Apesar de décadas de pesquisa, no entanto, ainda há muito mistério pela frente. Os mecanismos exatos pelos quais os animais percebem a luz ou sentem o campo magnético da Terra ainda estão sendo estudados e podem não ser os mesmos para todas as espécies.
As abelhas, por exemplo, parecem sentir o campo magnético em seu abdômen, enquanto pássaros e cães parecem sentir predominantemente por meio de fotorreceptores especiais em seus olhos, chamados criptocromos.
Até mesmo células humanas produzem criptocromos, e pesquisas recentes revelam que essas células respondem dinamicamente às mudanças no campo magnético.

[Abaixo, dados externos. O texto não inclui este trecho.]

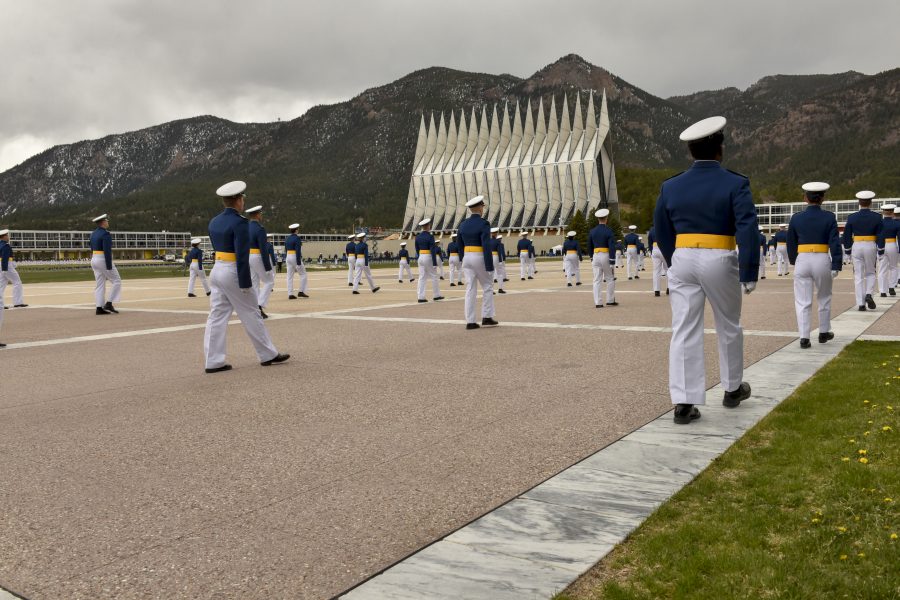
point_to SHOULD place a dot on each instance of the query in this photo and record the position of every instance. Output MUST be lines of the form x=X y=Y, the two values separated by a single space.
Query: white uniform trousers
x=603 y=270
x=697 y=275
x=362 y=269
x=571 y=266
x=631 y=262
x=197 y=273
x=784 y=265
x=812 y=269
x=12 y=276
x=227 y=297
x=426 y=272
x=887 y=268
x=263 y=281
x=296 y=267
x=101 y=276
x=351 y=268
x=473 y=265
x=864 y=255
x=659 y=266
x=455 y=270
x=404 y=268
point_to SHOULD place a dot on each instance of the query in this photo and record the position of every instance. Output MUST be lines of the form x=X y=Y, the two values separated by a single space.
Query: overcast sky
x=74 y=70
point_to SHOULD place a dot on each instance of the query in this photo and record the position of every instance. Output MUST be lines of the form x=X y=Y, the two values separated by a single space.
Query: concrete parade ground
x=127 y=472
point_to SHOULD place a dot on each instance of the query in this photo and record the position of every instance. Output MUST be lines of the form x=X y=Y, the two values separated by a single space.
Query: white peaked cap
x=702 y=129
x=232 y=188
x=815 y=186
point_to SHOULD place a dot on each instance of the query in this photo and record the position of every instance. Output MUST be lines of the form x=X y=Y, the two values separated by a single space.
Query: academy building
x=535 y=169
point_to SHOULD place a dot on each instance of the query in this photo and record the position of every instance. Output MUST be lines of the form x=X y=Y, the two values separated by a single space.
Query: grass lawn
x=806 y=505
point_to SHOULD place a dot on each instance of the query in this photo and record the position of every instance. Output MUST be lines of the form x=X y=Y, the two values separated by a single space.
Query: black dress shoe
x=278 y=358
x=732 y=399
x=685 y=413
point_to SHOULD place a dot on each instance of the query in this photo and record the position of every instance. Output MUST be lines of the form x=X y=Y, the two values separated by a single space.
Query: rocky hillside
x=350 y=162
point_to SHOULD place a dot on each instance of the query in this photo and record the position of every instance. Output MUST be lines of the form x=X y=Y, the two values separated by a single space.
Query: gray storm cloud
x=78 y=70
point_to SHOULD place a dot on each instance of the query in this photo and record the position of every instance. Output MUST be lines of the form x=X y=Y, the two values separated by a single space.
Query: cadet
x=658 y=261
x=602 y=247
x=572 y=258
x=631 y=242
x=887 y=244
x=781 y=256
x=362 y=264
x=293 y=247
x=261 y=272
x=101 y=263
x=475 y=243
x=426 y=260
x=498 y=254
x=814 y=248
x=455 y=264
x=403 y=255
x=861 y=241
x=699 y=216
x=229 y=234
x=350 y=251
x=194 y=259
x=8 y=271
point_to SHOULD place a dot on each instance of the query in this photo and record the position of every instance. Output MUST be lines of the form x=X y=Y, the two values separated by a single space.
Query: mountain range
x=349 y=163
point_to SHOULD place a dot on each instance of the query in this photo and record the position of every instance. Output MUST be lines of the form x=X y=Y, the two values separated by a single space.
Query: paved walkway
x=540 y=542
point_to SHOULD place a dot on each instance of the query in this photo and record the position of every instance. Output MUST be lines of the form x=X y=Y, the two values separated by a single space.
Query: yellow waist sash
x=707 y=241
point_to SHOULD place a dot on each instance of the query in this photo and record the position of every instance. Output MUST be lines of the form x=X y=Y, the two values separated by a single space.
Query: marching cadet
x=572 y=258
x=261 y=272
x=232 y=287
x=293 y=248
x=455 y=264
x=403 y=255
x=887 y=244
x=658 y=262
x=194 y=260
x=699 y=216
x=602 y=248
x=814 y=248
x=350 y=251
x=101 y=263
x=781 y=256
x=362 y=264
x=427 y=262
x=475 y=242
x=498 y=254
x=631 y=242
x=8 y=272
x=861 y=241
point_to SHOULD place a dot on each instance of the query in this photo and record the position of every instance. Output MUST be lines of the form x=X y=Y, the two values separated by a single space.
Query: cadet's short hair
x=707 y=148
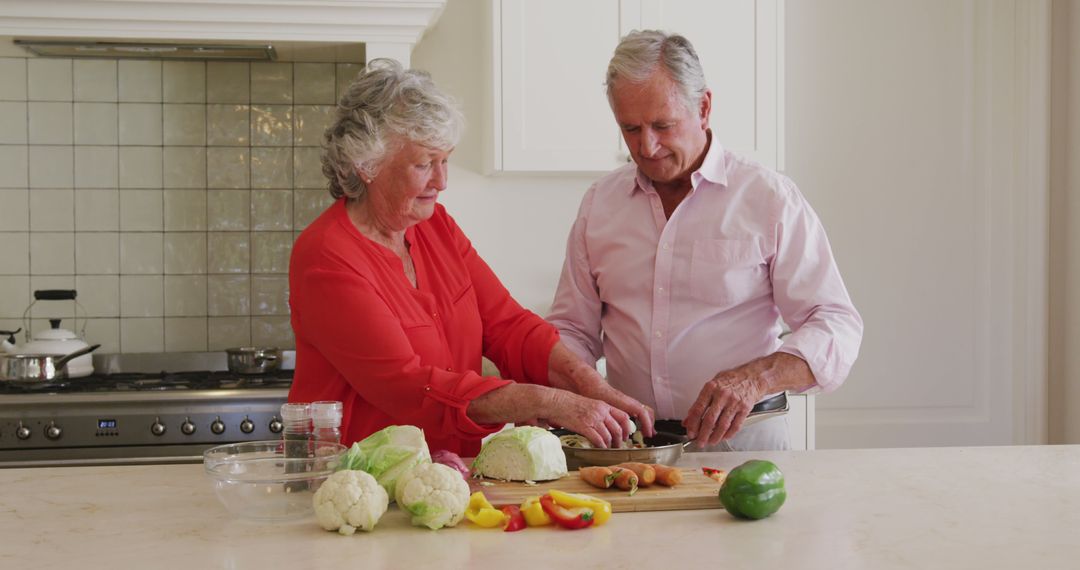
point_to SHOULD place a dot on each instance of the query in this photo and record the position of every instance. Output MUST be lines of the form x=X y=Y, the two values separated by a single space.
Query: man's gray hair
x=385 y=106
x=640 y=52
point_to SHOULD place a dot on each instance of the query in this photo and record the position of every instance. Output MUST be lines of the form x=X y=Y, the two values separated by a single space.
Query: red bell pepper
x=568 y=518
x=515 y=520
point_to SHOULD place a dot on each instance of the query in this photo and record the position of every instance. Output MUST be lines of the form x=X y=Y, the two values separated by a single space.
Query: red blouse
x=394 y=354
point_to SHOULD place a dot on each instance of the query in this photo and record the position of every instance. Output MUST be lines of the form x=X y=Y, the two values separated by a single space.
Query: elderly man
x=682 y=267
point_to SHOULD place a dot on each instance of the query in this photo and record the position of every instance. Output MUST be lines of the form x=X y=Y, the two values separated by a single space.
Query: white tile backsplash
x=96 y=166
x=313 y=83
x=228 y=167
x=99 y=295
x=143 y=335
x=13 y=165
x=14 y=296
x=97 y=253
x=272 y=167
x=169 y=193
x=96 y=209
x=142 y=209
x=139 y=81
x=228 y=331
x=142 y=295
x=95 y=123
x=49 y=79
x=52 y=166
x=186 y=295
x=140 y=123
x=95 y=80
x=140 y=166
x=13 y=122
x=271 y=125
x=185 y=124
x=228 y=125
x=185 y=253
x=13 y=69
x=52 y=209
x=185 y=166
x=52 y=253
x=272 y=82
x=51 y=123
x=186 y=334
x=228 y=82
x=185 y=209
x=142 y=254
x=15 y=214
x=184 y=81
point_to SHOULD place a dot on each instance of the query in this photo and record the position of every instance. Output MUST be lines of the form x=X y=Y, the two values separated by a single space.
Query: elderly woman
x=392 y=308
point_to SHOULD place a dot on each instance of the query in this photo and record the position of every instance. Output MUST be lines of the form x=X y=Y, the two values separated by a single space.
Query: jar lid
x=295 y=411
x=326 y=412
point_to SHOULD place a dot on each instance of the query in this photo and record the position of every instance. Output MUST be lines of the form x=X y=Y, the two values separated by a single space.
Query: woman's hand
x=567 y=371
x=603 y=424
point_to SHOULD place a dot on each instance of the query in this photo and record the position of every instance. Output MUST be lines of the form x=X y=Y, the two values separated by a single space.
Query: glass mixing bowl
x=255 y=479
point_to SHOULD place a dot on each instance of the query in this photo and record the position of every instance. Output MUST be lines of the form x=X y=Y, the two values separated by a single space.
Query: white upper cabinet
x=551 y=112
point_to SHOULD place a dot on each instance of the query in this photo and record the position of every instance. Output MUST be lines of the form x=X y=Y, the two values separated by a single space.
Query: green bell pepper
x=754 y=489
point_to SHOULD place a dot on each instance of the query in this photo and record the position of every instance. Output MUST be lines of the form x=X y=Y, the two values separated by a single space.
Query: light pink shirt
x=682 y=299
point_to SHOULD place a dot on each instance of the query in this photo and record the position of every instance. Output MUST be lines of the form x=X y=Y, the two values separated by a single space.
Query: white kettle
x=54 y=340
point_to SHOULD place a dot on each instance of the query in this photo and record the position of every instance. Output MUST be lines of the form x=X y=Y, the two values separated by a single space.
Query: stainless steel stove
x=138 y=417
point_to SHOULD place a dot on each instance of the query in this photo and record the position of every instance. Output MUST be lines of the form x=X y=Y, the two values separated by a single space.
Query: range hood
x=147 y=50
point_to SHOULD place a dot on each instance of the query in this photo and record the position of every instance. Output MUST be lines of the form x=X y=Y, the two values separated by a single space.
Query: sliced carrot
x=625 y=479
x=667 y=476
x=599 y=477
x=646 y=474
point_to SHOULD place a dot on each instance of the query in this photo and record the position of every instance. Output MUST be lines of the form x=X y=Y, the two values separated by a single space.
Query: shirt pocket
x=727 y=272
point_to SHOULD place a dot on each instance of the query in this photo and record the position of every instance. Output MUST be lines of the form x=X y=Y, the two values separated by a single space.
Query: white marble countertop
x=936 y=507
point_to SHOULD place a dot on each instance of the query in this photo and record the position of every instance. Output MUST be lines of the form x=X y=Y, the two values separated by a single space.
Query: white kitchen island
x=987 y=507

Isso é irônico, porque é o que você esperaria de uma reação quântica singular. Para um fotorreceptor detectar um campo magnético, seria necessário que os elétrons dentro da célula ficassem emaranhados, e Einstein na época rejeitou essa ideia, chamando-a de “ação fantasmagórica à distância”.
Claramente, Einstein nem sempre estava certo, mas mesmo quando se tratava de campos da ciência fora de sua especialidade, o homem era o cara.
O estudo foi publicado no Journal of Comparative Physiology A.